The lack of a stable offensive approach has contributed to Desmond’s noted streakiness as a hitter. He started off slow for Texas last year, then charged to a .322/.375/.524 batting line through his first 89 games. There were signs that he had turned a corner. At that point, it was 2012 all over again. But the second half wasn’t nearly as promising. Over his final 293 trips to the plate in 2016, Desmond slashed just .237/.283/.347 with only seven home runs and 66 strikeouts against 16 walks.
The early-season narrative about Desmond’s glovework in the outfield also changed as time went on. He rated well in a short sample in left and seemed to be off to a nice start in center, aided in part by his powerful arm. But while both UZR and DRS tallied his full year contribution as a positive with his throwing, they soured on his range and playmaking ability. Over 1,109 innings in center, Desmond received a -5.7 grade from UZR and -6 from DRS. While that’s at least palatable enough to think he can man the center field position, it suggests there’s some refinement in order before we can safely assume that his legs and glove support a strong floor as an up-the-middle performer.
Desmond and his wife, Chelsea, have three children and live in their native Sarasota, Florida. Desmond is known for being active in the community and has done charity work relating to neurofibromatosis and the Nationals’ Urban Youth Academy initiative. On the eve of free agency, Desmond switched agencies, moving to CAA Baseball.

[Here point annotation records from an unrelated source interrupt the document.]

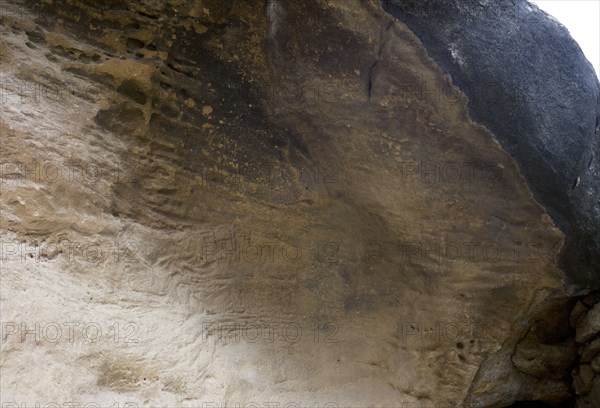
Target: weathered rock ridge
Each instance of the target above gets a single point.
(210, 203)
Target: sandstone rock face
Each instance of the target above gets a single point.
(529, 82)
(220, 203)
(590, 325)
(545, 361)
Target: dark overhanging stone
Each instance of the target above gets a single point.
(546, 115)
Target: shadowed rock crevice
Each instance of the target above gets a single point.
(260, 164)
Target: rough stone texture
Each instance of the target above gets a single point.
(595, 364)
(544, 360)
(529, 82)
(272, 164)
(591, 400)
(577, 314)
(583, 379)
(589, 351)
(589, 326)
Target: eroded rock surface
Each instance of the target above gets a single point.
(247, 202)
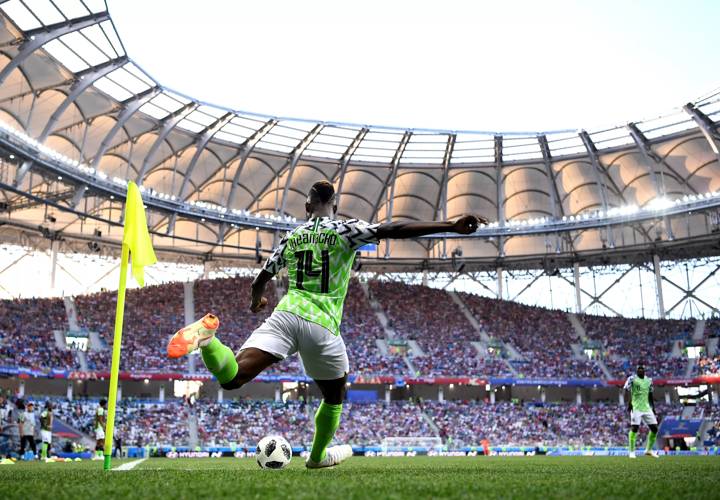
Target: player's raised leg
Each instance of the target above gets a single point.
(652, 437)
(327, 421)
(231, 372)
(632, 439)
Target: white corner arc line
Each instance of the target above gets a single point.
(129, 465)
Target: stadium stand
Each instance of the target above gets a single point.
(430, 317)
(459, 423)
(156, 312)
(26, 337)
(543, 337)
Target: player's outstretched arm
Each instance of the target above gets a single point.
(467, 224)
(258, 302)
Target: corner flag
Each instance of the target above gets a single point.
(136, 235)
(136, 244)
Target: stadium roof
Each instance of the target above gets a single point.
(68, 87)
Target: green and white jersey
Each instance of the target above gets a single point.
(46, 420)
(319, 257)
(640, 389)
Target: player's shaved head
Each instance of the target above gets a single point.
(321, 199)
(321, 192)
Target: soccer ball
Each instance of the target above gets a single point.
(273, 452)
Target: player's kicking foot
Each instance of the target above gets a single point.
(334, 455)
(193, 336)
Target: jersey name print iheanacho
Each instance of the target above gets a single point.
(319, 257)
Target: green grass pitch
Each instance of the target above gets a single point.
(360, 477)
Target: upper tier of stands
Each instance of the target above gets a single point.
(523, 340)
(458, 423)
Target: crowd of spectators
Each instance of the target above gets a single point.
(26, 334)
(431, 318)
(137, 422)
(506, 423)
(543, 337)
(709, 365)
(360, 329)
(625, 342)
(152, 315)
(242, 423)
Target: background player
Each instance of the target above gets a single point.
(99, 426)
(46, 419)
(26, 427)
(319, 256)
(638, 391)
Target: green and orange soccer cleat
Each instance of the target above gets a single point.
(193, 336)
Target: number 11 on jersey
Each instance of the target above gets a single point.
(304, 270)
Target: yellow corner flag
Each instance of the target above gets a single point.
(137, 245)
(136, 235)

The Rangers have made clear that they’d like to bring Desmond back, which helps reinforce the notion that his transition to the outfield is viewed as a success. Texas made him a qualifying offer, which Desmond unsurprisingly rejected. That means he’ll enter the market carrying the baggage of draft pick compensation — a burden which proved to be a major factor in his disappointing foray into free agency last winter.
Unlike his experience the last time around, when there wasn’t a ton of demand at the shortstop position, Desmond could profile as a fit with quite a few organizations. And he also may benefit from the fact that there are relatively few enticing free agents, with Dexter Fowler and Carlos Gomez representing the major competition in center field. Yoenis Cespedes, Michael Saunders, Jose Bautista and Mark Trumbo represent potential competition in the outfield corners (if one still considers the latter two viable options there).
The Astros, Cardinals, White Sox, and Nationals are all in the market in center, and the Indians could be as well. Teams looking at corner outfield or even utility types could also be involved, with the Orioles already showing interest and hypothetical matches to be found with the Giants, Dodgers, Mariners, Braves, and possibly the Phillies (depending on how things proceed following their acquisition of Howie Kendrick).
At age 31, Desmond is still comfortably in the same range as many free agents who receive offers of four or even five years in length. And with a considerably stronger season in 2016 than 2015 as well as newfound defensive versatility, he should get the multi-year deal that eluded him last winter. In our ranking of the top 50 free agents, we pegged Desmond at four years and $60MM, which would land him between the four-year deals inked by Ben Zobrist ($56MM) and Alex Gordon ($72MM) last winter. It’s certainly possible to imagine his ultimate contract falling within $10MM or so in either direction of that $60MM mark, but it still seems a plausible expectation at this point.